In 2016, the community had over 3,000 people with French as their mother tongue and more than 26,000 with conversational knowledge of French.
The province’s first Francophone school opened in the village of La Grand'Terre in 1984.
The official Newfoundland-Labrador Francophone flag was first hoisted in 1987.
The Fédération des francophones de Terre-Neuve et Labrador (FFTNL) was created in 1973. At that time, a French immersion program was launched because the provincial government had refused to subsidize the development of Francophone schools. In the following years, Francophones made several positive strides, such as building school and community centres and signing agreements with the federal government. The FFTNL works to defend and promote the rights and interests of the Francophone and Acadian community in Newfoundland-Labrador. It defends the rights of Francophones in minority-language situations. Its mission is to promote the Francophonie in the province and facilitate its development.

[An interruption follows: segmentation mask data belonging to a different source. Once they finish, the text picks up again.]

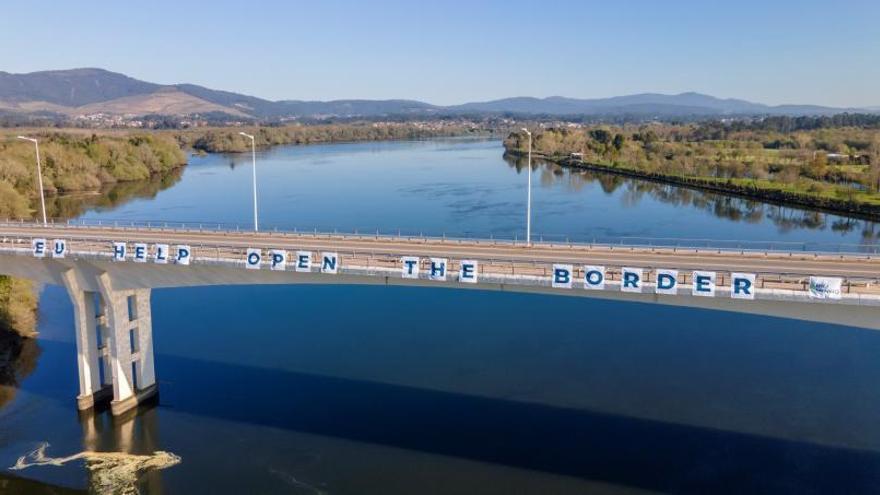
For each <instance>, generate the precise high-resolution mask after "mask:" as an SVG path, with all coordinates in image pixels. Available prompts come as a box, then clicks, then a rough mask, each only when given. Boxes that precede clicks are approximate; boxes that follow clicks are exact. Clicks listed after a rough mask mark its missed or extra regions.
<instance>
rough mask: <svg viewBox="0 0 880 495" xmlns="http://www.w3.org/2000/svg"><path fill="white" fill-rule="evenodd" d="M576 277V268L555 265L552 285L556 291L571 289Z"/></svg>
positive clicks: (564, 265) (554, 267) (565, 265)
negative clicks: (575, 268)
mask: <svg viewBox="0 0 880 495" xmlns="http://www.w3.org/2000/svg"><path fill="white" fill-rule="evenodd" d="M572 277H574V267H573V266H571V265H553V275H552V278H551V279H550V285H551V286H553V288H554V289H571V279H572Z"/></svg>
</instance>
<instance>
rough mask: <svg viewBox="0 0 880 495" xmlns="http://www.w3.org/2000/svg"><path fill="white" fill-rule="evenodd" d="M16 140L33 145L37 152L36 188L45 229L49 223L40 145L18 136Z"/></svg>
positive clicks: (35, 139) (38, 141)
mask: <svg viewBox="0 0 880 495" xmlns="http://www.w3.org/2000/svg"><path fill="white" fill-rule="evenodd" d="M18 139H23V140H25V141H30V142H32V143H34V149H35V150H36V152H37V186H38V187H39V189H40V207H41V208H42V209H43V226H44V227H45V226H46V225H48V223H49V222H47V221H46V196H45V193H44V192H43V168H42V166H41V165H40V143H39V141H37V140H36V139H34V138H29V137H26V136H18Z"/></svg>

Newfoundland-Labrador warmly welcomes all newcomers to the province and acknowledges their social, cultural and economic contributions (in French or in English). The FFTNL believes it is crucial to be open to the world and to contribute to the development of every individual in order to grow as a community. It is committed to the integration of newcomers. It knows that it takes courage to settle in a new country, but the province offers a wide array of stimulating opportunities, and the contributions of Francophone immigrants are extremely beneficial to its French-speaking community.
Twitter : @VIVREaTNL
Newfoundland-Labrador is a province imprinted with Francophone history. In the early 16th century, Jacques Cartier stopped off in Newfoundland, and there are towns and cities with names that recall the Bretons, Normands and Basques who lived there. Come and discover ancient Viking longhouses, the national historic site Port au Choix, the Dorset soap stone quarries, the Mary March museum and the Cabot Tower. From West to East, from Labrador to Saint-Pierre et Miquelon, a world of discovery awaits you!

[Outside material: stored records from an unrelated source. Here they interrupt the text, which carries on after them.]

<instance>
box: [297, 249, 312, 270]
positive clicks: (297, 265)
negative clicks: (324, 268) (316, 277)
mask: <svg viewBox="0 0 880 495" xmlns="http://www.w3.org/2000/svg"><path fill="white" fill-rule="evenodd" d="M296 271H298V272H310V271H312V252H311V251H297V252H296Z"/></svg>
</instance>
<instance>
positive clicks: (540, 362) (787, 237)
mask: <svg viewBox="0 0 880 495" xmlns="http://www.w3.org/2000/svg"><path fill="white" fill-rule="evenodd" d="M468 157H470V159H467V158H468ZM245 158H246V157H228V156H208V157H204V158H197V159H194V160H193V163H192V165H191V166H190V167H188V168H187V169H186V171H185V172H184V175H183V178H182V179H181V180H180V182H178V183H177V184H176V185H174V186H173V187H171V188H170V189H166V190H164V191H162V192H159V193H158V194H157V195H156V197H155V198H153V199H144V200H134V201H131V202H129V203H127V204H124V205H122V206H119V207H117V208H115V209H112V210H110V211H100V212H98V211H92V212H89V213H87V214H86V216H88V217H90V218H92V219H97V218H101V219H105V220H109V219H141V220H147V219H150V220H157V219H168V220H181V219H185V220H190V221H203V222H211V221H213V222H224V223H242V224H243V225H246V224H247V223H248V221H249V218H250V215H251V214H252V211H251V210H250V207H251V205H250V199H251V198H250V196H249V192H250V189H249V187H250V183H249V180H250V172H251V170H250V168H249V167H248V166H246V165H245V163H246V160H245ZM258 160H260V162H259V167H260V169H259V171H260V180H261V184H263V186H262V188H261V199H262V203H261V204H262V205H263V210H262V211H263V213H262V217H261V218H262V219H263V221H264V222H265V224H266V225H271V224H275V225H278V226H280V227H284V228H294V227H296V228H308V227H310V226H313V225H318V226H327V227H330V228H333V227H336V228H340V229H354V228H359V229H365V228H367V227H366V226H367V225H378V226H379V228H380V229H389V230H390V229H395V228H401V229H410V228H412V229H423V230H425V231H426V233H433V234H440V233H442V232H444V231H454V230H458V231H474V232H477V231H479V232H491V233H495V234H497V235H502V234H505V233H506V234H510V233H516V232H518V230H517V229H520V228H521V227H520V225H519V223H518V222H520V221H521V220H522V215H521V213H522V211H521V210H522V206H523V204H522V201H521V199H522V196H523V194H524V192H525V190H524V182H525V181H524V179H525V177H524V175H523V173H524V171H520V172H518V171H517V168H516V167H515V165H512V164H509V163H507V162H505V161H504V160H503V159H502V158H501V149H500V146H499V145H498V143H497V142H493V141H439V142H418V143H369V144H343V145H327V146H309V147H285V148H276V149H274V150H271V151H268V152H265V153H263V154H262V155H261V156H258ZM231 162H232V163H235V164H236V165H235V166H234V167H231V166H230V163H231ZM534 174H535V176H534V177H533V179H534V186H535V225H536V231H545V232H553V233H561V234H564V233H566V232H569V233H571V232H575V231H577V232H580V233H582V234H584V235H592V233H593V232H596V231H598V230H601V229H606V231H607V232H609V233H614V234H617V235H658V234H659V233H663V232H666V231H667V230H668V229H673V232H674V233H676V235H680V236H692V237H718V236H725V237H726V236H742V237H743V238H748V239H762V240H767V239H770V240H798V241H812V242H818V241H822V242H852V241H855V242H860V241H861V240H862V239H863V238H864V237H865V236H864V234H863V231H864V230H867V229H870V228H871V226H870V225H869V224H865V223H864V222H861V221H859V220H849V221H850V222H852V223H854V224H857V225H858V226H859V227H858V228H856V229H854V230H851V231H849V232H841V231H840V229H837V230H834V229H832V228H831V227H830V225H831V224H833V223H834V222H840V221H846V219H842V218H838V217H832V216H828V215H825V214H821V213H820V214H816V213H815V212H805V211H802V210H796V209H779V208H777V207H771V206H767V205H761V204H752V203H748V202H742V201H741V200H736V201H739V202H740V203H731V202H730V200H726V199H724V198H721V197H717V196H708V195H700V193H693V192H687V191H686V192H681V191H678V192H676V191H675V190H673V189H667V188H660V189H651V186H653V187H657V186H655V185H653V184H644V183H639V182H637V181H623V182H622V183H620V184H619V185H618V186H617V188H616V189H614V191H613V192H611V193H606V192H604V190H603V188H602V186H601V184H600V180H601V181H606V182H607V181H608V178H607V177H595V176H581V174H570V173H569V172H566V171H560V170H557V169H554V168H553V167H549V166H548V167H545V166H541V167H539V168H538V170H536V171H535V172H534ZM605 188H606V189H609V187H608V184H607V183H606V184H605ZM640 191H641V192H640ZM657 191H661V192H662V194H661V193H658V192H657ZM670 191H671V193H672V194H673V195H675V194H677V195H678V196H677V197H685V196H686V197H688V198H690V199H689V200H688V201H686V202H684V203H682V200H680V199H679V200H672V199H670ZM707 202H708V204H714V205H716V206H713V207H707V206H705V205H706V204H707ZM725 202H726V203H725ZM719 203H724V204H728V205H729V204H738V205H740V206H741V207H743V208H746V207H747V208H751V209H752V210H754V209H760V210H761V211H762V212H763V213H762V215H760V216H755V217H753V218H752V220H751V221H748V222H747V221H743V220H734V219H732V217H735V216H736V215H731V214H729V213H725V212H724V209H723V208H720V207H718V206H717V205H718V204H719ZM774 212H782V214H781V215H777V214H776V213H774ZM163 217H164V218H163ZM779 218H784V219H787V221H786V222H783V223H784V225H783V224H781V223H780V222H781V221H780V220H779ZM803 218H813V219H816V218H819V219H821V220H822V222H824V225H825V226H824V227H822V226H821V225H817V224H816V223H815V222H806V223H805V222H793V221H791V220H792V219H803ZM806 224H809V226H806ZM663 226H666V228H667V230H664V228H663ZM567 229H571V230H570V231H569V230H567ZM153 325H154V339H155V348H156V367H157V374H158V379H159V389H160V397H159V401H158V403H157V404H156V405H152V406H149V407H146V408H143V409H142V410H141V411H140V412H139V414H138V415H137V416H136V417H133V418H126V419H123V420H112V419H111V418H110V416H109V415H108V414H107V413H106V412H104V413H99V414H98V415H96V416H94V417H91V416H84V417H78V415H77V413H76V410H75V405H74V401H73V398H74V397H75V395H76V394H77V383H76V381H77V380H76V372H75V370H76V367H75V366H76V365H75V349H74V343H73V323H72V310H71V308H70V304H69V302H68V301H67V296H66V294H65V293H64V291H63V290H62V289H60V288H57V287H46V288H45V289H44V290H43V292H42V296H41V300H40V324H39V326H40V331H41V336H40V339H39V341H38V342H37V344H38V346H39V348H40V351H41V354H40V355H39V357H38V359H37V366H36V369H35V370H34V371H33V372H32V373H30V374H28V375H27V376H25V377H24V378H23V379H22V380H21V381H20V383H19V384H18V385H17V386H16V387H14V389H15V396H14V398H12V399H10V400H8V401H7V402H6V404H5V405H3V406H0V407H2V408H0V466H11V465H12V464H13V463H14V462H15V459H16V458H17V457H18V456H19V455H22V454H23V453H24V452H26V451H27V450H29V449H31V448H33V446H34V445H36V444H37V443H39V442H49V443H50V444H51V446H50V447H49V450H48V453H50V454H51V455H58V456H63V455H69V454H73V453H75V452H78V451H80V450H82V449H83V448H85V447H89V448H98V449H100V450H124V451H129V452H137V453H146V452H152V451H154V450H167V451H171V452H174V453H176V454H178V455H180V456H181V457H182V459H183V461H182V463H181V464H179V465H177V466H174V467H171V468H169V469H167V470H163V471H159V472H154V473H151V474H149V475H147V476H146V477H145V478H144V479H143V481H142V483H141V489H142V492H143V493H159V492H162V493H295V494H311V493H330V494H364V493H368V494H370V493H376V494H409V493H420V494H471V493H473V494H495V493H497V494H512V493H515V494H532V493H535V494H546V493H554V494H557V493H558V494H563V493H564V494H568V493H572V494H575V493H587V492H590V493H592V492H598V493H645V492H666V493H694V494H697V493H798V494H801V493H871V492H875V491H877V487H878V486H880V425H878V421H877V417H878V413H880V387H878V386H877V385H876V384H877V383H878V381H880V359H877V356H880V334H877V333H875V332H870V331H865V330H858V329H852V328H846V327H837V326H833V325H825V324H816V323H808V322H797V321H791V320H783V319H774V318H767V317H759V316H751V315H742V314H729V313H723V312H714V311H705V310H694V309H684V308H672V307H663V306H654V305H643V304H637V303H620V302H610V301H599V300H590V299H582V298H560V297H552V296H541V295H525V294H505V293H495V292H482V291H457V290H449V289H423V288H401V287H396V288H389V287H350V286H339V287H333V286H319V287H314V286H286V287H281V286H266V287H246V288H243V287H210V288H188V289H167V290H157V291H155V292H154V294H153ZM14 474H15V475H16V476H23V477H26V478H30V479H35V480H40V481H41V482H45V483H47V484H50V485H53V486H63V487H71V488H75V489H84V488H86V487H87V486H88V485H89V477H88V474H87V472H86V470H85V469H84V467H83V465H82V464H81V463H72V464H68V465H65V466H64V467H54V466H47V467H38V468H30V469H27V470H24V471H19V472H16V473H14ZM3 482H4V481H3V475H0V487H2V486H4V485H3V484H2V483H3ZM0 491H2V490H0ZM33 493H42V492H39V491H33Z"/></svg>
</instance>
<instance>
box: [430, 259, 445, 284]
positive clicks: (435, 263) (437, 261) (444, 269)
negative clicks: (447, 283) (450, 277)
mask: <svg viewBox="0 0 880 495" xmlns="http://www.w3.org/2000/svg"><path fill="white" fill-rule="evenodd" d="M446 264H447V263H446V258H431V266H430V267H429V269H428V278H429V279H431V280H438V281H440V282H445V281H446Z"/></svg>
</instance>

The Conseil scolaire francophone de TNL is in charge of providing a complete education in French, from kindergarten to Grade 12. Five public non-confessional schools are under its stewardship in Labrador, on the Port-au-Port peninsula and in Saint John's. French immersion programs are also available in 72 schools in the province. Beginning in kindergarten, students are invited to learn in French and to make French part of their everyday lives.